Wie ist es Ihrer Familie während der furchtbaren Kriegsjahre ergangen?
Während des Krieges hatte es meine Familie alles andere als leicht. Im Hinterland lebte man nach der Devise „Alles für die Front, alles für den Sieg“, dementsprechend war das Lebensniveau stark gesunken. Mein Vater ist früh gestorben, meine Mutter musste also uns fünf Kinder alleine erziehen. Ich habe immer meinen ganzen Wehrsold an meine Mutter geschickt.
In welcher Einheit haben Sie während der Berliner Operation gekämpft?
Ich war beim Bombergeschwader 540, als Kommandeur einer Flugzeugbesatzung und Unterleutnant.
Während der Berliner Operation habe ich 15 Kampfeinsätze geflogen. Nach der Eroberung von Berlin wurde unsere Einheit umbenannt und erhielt den Ehrennamen Bombergeschwader 540 „Berlin“.
Ich weiß, dass Nikolai Bersarin Stadtkommandant von Berlin war. Ich habe ihn persönlich nie getroffen, aber ich kann sagen, was uns verbindet – die Vorfahren von Nikolai Bersarin stammen aus Lettland, wo ich jetzt lebe.
Wie haben Sie den 9. Mai erlebt?
Am 8. und 9. Mai befand ich mich auf einem Feldflugplatz im Gebiet von Landsberg, ungefähr 100 Kilometer vor Berlin.

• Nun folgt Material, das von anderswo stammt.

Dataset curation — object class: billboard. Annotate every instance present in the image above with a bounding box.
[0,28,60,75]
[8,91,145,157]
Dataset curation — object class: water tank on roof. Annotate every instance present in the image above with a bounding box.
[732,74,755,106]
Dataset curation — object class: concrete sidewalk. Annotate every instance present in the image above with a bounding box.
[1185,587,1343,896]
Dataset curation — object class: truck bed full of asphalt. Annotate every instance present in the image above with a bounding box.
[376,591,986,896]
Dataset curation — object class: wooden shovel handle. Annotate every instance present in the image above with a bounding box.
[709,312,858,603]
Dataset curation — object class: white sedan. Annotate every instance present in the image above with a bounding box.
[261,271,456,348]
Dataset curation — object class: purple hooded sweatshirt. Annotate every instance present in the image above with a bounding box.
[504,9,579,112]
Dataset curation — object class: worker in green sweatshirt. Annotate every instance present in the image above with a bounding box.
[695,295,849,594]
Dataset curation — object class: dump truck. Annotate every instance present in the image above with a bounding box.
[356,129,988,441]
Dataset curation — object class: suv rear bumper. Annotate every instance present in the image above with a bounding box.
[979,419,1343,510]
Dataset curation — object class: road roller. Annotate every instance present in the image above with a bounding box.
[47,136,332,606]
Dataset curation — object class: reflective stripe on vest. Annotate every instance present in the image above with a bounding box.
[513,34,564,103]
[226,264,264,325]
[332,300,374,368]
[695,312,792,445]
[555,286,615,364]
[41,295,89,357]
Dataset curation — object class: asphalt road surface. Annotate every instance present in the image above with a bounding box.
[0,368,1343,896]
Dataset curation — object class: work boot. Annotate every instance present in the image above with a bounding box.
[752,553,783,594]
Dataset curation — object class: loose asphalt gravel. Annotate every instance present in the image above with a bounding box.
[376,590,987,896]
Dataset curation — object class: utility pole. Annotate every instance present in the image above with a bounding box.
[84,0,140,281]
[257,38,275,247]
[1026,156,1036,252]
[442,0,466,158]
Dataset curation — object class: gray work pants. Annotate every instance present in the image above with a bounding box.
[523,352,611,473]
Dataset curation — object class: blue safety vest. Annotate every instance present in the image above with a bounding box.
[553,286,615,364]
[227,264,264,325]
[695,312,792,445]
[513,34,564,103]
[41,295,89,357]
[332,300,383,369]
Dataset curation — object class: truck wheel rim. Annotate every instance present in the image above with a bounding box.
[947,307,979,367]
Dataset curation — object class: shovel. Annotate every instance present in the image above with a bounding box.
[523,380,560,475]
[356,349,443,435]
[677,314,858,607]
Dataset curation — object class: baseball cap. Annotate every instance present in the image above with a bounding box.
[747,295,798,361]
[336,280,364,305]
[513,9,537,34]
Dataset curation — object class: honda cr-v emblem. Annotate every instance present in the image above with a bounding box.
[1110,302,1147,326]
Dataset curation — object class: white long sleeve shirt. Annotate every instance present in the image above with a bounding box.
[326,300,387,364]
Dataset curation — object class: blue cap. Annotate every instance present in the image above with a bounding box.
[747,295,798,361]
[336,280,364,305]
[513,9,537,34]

Am 8. Mai befanden sich die Besatzungen und Flugzeuge in höchster Bereitschaft, die PE-2-Bomber waren in voller Kampfbereitschaft startklar. Der Personalbestand des Luftwaffenregiments war vollzählig auf dem Flugplatz und wartete auf einen Befehl zum Start. Aber der Befehl zum Abflug kam nicht.
In der Nacht vom 8. auf den 9. Mai hörten wir Gefechtslärm, was uns beunruhigte. Aber wie sich herausstellte, wurde den Wachposten auf diese Weise mitgeteilt, dass der Krieg vorbei war. Man improvisierte sozusagen einen Salut. Danach wurde dann schon offiziell über das Radio über das Kriegsende informiert. Am Morgen des 9. Mai musste das gesamte Regiment antreten, und der Kommandeur der 183. Bomberdivision, Oberst Sitkin, gratulierte allen Soldaten zum TAG DES SIEGES! Danach gab es ein festliches Mittagessen, die Frontration 100 Gramm (Vodka) auf den SIEG und ein großes künstlerisches Laienkonzert.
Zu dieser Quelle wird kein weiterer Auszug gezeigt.